How is it that Amazon.com is so reliable if there are so many problems with their "cloud" products? Do they not use the same software to run their site?
If you understand the limitations of the various products you can build a VERY reliable service. The reddit assumption of a single datacenter and single technology to store that data was an engineering failure. They essentially didn't have a disaster recovery plan in place.
I'm sure reddit's engineers are as capable as any for producing a seemless disaster recovery plan, but the most common obstacle to implementing it is cost. Most web services choose the occasional risk of downtime in one data center instead of incurring the cost of being in two data centers at all times.
Yep. And there's that whole asymptotic cost/complexity curve where as you chase more 9's of perfection, your cost and complexity rises out of proportion to the value you're getting. At the end of the day, no matter how much we might like Reddit, it's still just a website with social discussion forums and link sharing, full of non-essential chatter and pictures of kitties. (Again, I love Reddit, don't get me wrong, but it's far from a Mission Critical resource for any business or person's life.) So achieving perfect reliability & performance is probably not worth the cost/pain.

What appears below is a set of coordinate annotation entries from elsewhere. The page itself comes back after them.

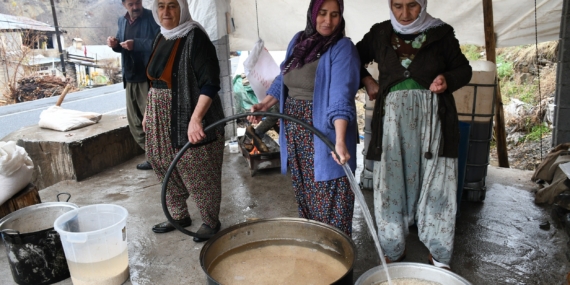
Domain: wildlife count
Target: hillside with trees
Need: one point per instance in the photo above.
(91, 20)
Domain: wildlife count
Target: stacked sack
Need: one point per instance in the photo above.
(16, 169)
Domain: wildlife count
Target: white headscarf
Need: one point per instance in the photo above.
(185, 25)
(422, 23)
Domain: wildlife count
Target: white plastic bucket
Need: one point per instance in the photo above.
(94, 240)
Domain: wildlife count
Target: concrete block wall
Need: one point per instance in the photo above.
(223, 50)
(561, 132)
(77, 154)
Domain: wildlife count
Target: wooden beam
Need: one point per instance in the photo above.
(490, 47)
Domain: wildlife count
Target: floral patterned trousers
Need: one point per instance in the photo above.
(198, 173)
(409, 188)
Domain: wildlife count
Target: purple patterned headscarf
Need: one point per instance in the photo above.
(310, 44)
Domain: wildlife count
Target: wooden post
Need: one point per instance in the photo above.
(490, 47)
(26, 197)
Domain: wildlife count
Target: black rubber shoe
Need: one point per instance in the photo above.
(205, 229)
(167, 227)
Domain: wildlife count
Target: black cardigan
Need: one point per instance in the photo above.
(440, 54)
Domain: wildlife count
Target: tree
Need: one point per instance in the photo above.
(17, 55)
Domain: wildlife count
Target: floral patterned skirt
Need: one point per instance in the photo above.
(198, 173)
(330, 202)
(409, 188)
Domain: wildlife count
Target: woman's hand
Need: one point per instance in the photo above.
(342, 151)
(340, 127)
(439, 85)
(371, 87)
(267, 103)
(195, 131)
(256, 108)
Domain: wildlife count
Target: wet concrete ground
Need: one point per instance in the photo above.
(497, 242)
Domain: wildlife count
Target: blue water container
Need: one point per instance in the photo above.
(464, 132)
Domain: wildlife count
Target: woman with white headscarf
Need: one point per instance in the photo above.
(415, 132)
(183, 99)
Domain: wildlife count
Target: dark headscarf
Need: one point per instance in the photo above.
(310, 44)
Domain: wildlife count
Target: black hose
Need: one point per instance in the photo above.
(223, 121)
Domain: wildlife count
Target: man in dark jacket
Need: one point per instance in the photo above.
(137, 30)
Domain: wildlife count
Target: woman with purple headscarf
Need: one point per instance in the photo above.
(415, 132)
(318, 84)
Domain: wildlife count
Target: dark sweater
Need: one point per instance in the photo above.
(134, 61)
(196, 71)
(440, 54)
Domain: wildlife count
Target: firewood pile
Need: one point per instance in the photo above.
(38, 87)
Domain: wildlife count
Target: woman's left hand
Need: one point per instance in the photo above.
(439, 85)
(195, 131)
(342, 151)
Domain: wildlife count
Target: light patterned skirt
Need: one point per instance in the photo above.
(330, 202)
(409, 188)
(198, 173)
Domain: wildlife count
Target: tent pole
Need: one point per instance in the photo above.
(490, 47)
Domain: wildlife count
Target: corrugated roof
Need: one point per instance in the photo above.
(9, 22)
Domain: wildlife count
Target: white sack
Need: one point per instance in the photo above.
(16, 170)
(212, 15)
(59, 119)
(260, 69)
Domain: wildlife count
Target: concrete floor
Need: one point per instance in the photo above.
(497, 242)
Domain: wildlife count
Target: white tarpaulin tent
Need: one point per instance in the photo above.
(279, 20)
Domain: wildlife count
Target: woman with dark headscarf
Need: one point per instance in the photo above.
(318, 84)
(415, 133)
(183, 99)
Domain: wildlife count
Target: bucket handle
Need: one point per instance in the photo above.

I suspect it's because amazon.com has different performance requirements. For instance, I imagine the read/write balance is very different for amazon.com than for reddit.com.
If I ran the tech at Amazon, I'd want to reuse as much otherwise internal tooling and software architecture and best practices between EC2 and core Amazon.com as possible. But, have physically separate machines and network zones. Maybe share some of same data center, of course, but that's as far as I'd take it, and even that sounds a little risky.